Laureato in Biologia e in Farmacia, docente di scienze naturali Nel 2011 ha pubblicato "Inchiesta sul darwinismo", nel 2016 "L'ultimo uomo" e nel 2020 "Il Quarto Dominio".

13 commenti

  1. Io ho sempre creduto che l’evoluzione non presupponga il materialismo ed il riduzionismo, ma il neodarwinismo si, prof!

  2. Da questo punto di vista le tesi dei teorici dell’evoluzione teista mi sembrano deboli, poichè ignorano il fatto che molti dei loro colleghi riduzionisti cercano sempre di screditare le religione ed il loro messaggio.
    Non credo che Francis Collins, Francisco Ayala, Kenneth R Miller, Werner Arber od il nostro Ludovico Galleni siano disonesti intellettualmente, per carità, solo che secondo me sottovalutano le conseguenze filosofiche del neodarwinismo.

    • Riccardo,
      fai bene a ricordare che l’evoluzione non presuppone il materialismo, ma che il neo-darwinismo lo è di fatto.
      Nelle dichiarazioni dei suoi esponenti più in vista, alcuni dei quali hai ricordato, la teoria è stata inoltre indebitamente trasformata in uno strumento antireligioso, danneggiando la scienza stessa più che la religione.

      E questo è doveroso dirlo, cosa che ho cercato di fare in questi ultimi giorni con questa serie di interventi dedicati alle celebrazioni del Darwin Day.

    • “Il Prof. Galleni chiarisce alcuni concetti chiave dell’evoluzione, e spiega il falso mito, tuttora diffuso, di una irriducibilità tra teorie evolutive e fede religiosa, mostrando come l’evoluzione e le teorie darwiniane siano totalmente coerenti anche con il magistero della Chiesa”

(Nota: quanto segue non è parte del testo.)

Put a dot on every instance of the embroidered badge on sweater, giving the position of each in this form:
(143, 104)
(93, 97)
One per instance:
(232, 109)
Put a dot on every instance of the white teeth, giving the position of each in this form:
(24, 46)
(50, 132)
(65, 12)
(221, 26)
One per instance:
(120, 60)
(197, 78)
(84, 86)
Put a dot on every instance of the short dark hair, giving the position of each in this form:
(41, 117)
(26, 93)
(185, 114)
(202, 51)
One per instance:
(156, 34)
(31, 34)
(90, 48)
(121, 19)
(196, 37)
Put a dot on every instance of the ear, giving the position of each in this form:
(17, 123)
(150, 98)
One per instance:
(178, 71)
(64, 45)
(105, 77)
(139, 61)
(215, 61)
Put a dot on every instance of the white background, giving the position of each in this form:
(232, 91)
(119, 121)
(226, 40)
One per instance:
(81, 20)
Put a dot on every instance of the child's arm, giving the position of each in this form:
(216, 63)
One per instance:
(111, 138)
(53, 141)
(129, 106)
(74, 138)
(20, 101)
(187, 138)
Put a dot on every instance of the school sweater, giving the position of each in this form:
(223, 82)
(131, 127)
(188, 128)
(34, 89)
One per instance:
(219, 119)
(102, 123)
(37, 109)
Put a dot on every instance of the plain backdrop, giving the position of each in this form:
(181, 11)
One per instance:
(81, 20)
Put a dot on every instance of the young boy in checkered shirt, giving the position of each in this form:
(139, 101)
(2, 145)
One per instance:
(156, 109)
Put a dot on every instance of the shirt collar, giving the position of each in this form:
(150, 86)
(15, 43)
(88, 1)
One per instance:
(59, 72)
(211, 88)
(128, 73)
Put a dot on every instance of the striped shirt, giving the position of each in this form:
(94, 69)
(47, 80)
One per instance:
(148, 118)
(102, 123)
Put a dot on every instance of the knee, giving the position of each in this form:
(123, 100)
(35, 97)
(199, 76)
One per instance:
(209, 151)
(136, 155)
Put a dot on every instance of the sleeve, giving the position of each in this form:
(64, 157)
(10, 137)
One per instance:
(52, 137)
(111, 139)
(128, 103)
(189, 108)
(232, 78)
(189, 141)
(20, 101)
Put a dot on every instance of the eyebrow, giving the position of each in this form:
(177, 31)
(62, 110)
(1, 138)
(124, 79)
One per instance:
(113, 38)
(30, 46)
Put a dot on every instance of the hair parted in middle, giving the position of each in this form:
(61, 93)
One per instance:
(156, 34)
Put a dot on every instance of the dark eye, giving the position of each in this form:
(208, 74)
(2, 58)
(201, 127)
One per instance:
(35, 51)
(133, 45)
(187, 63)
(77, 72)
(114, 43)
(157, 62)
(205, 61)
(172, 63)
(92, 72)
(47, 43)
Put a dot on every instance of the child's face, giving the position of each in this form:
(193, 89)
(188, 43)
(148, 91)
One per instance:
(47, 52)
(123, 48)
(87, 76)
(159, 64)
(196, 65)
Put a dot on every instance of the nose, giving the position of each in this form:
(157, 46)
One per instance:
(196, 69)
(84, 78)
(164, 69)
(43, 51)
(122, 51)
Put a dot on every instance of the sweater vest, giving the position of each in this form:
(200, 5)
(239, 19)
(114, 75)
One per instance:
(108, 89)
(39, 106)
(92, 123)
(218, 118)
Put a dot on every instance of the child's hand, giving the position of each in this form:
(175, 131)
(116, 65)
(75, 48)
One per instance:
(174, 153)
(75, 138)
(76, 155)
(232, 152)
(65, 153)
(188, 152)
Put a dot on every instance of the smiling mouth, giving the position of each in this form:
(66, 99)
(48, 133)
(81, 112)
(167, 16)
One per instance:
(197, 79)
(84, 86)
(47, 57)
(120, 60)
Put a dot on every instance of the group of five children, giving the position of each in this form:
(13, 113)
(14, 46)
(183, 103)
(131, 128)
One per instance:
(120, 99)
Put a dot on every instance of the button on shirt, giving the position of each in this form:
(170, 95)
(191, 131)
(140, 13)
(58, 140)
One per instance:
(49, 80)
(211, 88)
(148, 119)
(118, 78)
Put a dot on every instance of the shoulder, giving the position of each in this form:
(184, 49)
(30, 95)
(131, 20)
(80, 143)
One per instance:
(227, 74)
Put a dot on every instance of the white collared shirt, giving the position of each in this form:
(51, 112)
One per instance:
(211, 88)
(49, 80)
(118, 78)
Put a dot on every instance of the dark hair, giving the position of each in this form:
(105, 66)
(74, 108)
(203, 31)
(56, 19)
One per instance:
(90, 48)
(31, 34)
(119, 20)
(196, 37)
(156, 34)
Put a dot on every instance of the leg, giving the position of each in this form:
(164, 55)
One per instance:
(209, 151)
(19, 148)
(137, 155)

      Lo scopo dell’intervista è già privo di senso,cosicchè l’intervista diventa un modo comodo per dire quello che vuole dire…che brutta…

      • Enzo Pennetta on

        A me sembra un’intervista a due facce, apprezzo il chiarimento della distinzione tra “evoluzione” e “darwinismo”, ma poi non posso che restare deluso quando afferma:
        “E la nuova riscoperta della teoria della selezione naturale si ha proprio quando, nel novecento, vengono riscoperte le leggi di Mendel.
        In questo modo si unisce alla distorsione dei fatti storici alla Dawkins: le leggi di Mendel furono la pietra tombale della teoria darwiniana.

        Solo l’introduzione del concetto di “mutazione” genetica introdotto dagli esperimenti di T.H. Morgan portò alla riproposizione della teoria in una forma che incorporava la genetica mendeliana.

        • Sono d’accordo Prof, infatti questa parte dell’intervista è davvero molto ambigua.

  3. Sembra un tentativo di scansare qualsiasi domanda,discussione,speculazione circa questa ‘comunanza’ in occasione del Darwin Day.Giià il fatto che esista questo articolo ne fa un ‘epic fail’..
    Fra l’altro non ce ne sarebbe stato minimamente motivo,si è fatto più danno così D.Pievani che non in altro modo,sarebbero bastate due parole vaghe e nessuno poteva dire niente di che in merito.
    Così l’ha fatta un po’ ‘sporca’…mah…chissà perchè,sembrerebbe poter essere una delle 2 possibilità proposte in chiusura dell’articolo,però io ci vedo un po’ d’agitazione e mancanza di lucidità..

    • Quoto le considerazioni di Leonetto:
      “si è fatto più danno così D.Pievani che non in altro modo,sarebbero bastate due parole vaghe e nessuno poteva dire niente di che in merito.
      Così l’ha fatta un po’ ‘sporca’…mah…chissà perchè,sembrerebbe poter essere una delle 2 possibilità proposte in chiusura dell’articolo,però io ci vedo un po’ d’agitazione e mancanza di lucidità..”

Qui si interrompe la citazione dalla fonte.